Content of POST with entry:
{
"responses": {
"question1": "response1",
"question2": "response2",
"question3": "response3"
}
}
Content of POST with survey:
{
"survey": {
//survey structure
}
}
Exception:
08:41:14.730 [http-nio-8080-exec-3] DEBUG org.springframework.web.servlet.mvc.method.annotation.ServletInvocableHandlerMethod - Failed to resolve argument 1 of type 'org.springframework.data.rest.webmvc.PersistentEntityResource'
org.springframework.http.converter.HttpMessageNotReadableException: JSON parse error: No content to map due to end-of-input; nested exception is com.fasterxml.jackson.databind.exc.MismatchedInputException: No content to map due to end-of-input
Caused by: com.fasterxml.jackson.databind.exc.MismatchedInputException: No content to map due to end-of-input
#EDIT
I have tried adding entry by POST to /api/survey-entries with 'application/hal+json' Content-Type header and content as below, but now I'm getting other exception:
Content:
{
"survey" : "http://localhost:8080/api/surveys/1",
"responses": {
"question1": "response1",
"question2": "response2",
"question3": "response3"
}
}
Exception:
Caused by: com.fasterxml.jackson.databind.exc.MismatchedInputException: Cannot construct instance of `com.domain.SurveyEntity` (although at least one Creator exists): no String-argument constructor/factory method to deserialize from String value ('http://localhost:8080/api/surveys/1')

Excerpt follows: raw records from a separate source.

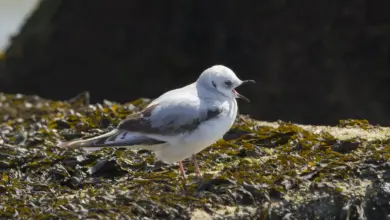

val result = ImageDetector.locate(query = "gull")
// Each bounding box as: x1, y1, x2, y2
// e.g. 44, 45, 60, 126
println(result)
59, 65, 255, 178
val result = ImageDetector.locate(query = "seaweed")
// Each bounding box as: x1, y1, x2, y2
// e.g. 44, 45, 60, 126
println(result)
0, 92, 390, 219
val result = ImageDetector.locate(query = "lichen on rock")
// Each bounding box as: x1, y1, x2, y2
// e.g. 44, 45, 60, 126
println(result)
0, 93, 390, 219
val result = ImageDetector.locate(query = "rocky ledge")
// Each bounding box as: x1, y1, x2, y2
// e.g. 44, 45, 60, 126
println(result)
0, 93, 390, 220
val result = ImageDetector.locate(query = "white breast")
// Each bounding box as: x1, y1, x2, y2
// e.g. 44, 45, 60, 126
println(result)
156, 99, 237, 163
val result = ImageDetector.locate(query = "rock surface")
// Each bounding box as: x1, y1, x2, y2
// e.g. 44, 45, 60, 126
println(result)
0, 0, 390, 125
0, 94, 390, 220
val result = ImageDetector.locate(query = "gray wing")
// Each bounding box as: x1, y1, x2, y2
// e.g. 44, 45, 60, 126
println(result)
117, 100, 222, 135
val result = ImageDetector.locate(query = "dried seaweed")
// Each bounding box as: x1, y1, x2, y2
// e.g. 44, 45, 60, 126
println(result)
0, 92, 390, 219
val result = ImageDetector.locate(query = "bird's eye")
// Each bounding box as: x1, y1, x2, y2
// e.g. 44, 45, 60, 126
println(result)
225, 80, 233, 86
211, 81, 217, 88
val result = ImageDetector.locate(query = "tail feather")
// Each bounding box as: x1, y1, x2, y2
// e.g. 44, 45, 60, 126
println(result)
58, 129, 165, 150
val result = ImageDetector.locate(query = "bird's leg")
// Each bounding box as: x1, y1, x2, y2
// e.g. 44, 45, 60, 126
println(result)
192, 154, 202, 177
179, 160, 187, 179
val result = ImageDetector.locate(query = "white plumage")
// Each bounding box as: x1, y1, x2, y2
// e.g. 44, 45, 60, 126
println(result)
56, 65, 254, 177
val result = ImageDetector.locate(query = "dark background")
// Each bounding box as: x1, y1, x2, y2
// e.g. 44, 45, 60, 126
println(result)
0, 0, 390, 125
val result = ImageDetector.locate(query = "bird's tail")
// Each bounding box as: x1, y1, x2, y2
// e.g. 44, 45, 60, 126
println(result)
58, 129, 165, 151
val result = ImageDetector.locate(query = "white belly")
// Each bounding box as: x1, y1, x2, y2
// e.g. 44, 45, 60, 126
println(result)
156, 100, 237, 163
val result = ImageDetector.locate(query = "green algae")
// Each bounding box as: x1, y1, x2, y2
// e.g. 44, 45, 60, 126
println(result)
0, 93, 390, 219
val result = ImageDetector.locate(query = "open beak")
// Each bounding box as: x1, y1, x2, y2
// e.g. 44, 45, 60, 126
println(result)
233, 80, 256, 103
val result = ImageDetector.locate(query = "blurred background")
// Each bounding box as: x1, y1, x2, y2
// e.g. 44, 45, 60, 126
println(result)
0, 0, 390, 125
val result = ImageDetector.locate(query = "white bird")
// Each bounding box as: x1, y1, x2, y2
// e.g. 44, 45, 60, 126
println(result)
60, 65, 255, 178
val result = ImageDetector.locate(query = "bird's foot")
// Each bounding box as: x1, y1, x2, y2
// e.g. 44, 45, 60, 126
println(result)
179, 160, 187, 179
192, 154, 202, 179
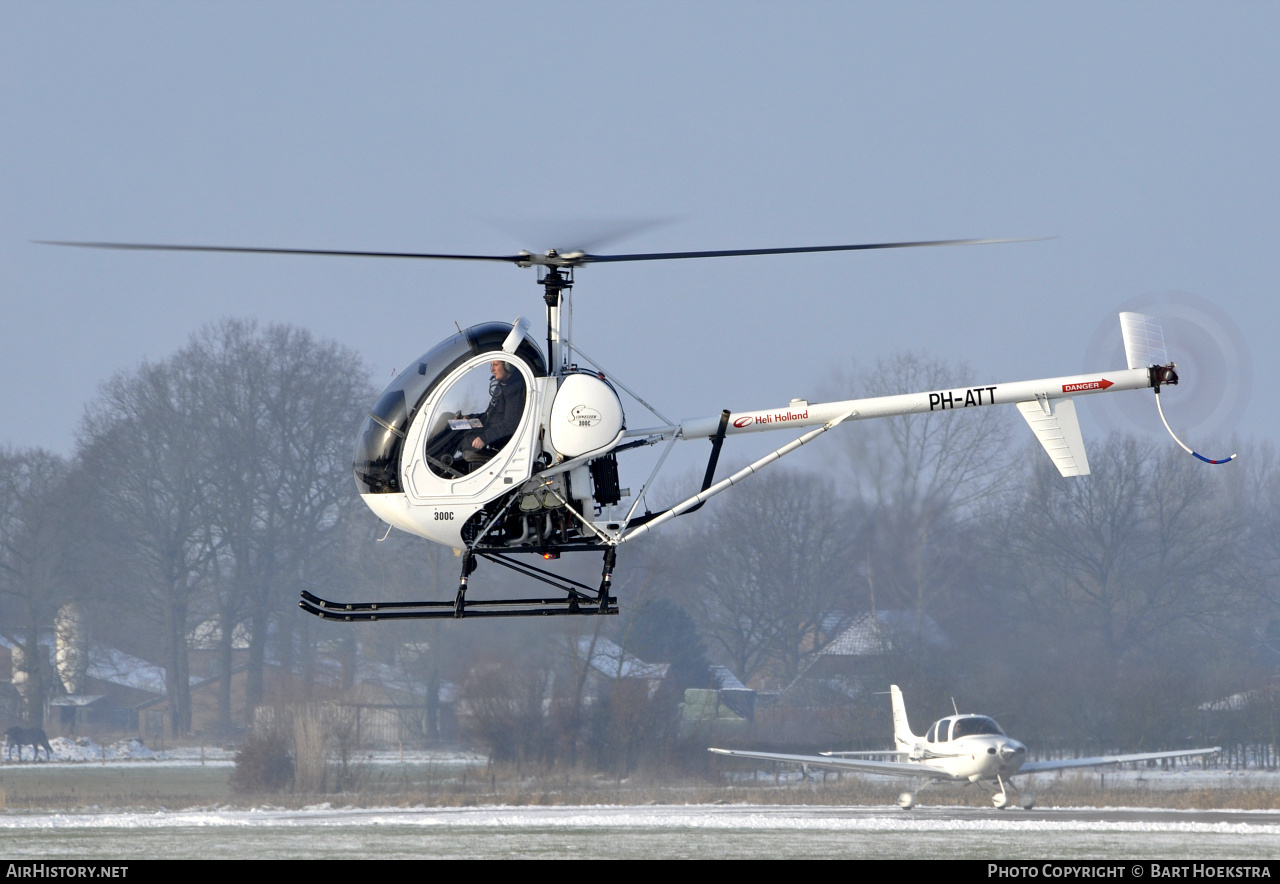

at [Source: (org.apache.catalina.connector.CoyoteInputStream); line: 1, column: 41] (through reference chain: com.domain.SurveyEntryEntity["survey"])
#Edit 2
Added Lombok annotations present on Entity classess
Unfortunatelly problem lied in Lombok annotations which weren't included in sample code. I added them now so any one can see where the problem lies.
I managed to solve it by downgrading Lombok to version (1.16.14) and changing annotation #AllArgsConstructor to #AllArgsConstructor(suppressConstructorProperties = true). It's immposible to achieve in later Lombok versions as this property is currently removed.
I have found solution on Spring Data Rest JIRA. There is already issue DATAREST-884 mentioning problem and presenting solution/workaround.
Sorry for wasted time while it was impossible to see solution without all the code.